For what it's worth in this erudite discussion, "context is all" in my opinion.

A good example is on YouTube right now. I won't add a link as I don't want to frighten the horses! It's a performance of "Look Out There's a Monster Coming" by the Bonzo Dog Doo Dah Band, done on TV about 40 years ago. For those who don't know their oeuvre, the song's about a little bloke who attempts to make himself attractive to ladies and succeeds only in turning himself into Frankenstein's monster. In the clip, the band are all blacked up, and limbo dancing is also involved. In theory nothing could be more stereotyped and offensive, but it's actually hilarious and a total p*ss take, like so much of their stuff. I imagine Charles Atlas type ads, 1960s light entertainment TV and particularly "The Black & White Minstrel Show" were primary targets.

As another example, the wonderful Mitchell and Kenyon films unearthed recently show a carnival procession in a UK northern town around 1900. There are about 50 people dressed up in "darkie" outfits, complete with banjos, top hats, etc. etc. These people are now just shadows on a screen - branding them as "racists" doesn't get anybody very far.

To get back to the actual subject, I honestly think a lot of the blacking up by Morris sides started with the Shropshire Bedlams, and has become "traditional" as lots more Border Morris sides have started.

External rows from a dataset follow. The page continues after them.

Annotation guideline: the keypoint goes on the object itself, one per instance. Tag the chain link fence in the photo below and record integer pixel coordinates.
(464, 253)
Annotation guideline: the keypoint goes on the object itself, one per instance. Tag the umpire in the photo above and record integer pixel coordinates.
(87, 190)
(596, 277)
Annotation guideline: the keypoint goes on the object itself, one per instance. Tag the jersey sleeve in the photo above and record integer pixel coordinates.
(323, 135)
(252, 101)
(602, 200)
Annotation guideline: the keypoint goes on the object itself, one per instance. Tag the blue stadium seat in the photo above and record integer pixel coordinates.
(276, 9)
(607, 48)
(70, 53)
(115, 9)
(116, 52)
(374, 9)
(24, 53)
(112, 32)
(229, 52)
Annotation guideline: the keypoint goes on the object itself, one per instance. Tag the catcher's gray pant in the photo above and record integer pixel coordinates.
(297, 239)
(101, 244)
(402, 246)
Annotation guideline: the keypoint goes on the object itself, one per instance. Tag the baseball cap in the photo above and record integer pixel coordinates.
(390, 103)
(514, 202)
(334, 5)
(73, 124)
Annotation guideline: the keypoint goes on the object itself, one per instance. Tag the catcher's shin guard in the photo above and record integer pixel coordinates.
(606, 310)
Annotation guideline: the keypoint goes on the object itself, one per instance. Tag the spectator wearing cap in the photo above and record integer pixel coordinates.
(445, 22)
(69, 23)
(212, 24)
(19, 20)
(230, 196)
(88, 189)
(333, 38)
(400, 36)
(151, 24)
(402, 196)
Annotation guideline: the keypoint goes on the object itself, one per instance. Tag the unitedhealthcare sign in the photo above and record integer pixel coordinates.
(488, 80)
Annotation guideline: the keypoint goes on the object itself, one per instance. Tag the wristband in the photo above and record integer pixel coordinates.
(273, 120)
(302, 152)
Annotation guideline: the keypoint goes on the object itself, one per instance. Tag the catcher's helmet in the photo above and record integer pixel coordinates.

So it's an Ancient English Tradition which dates back to about 1974. (But to be fair, my Dad remembered my grandfather talking about the Lincolnshire Plough Monday tradition which involved facial disguise and demanding money with menaces).

The Britannia Coco-Nut Dancers are another kettle of tea entirely, and anybody who interferes with them (ooer missus) does so at their peril.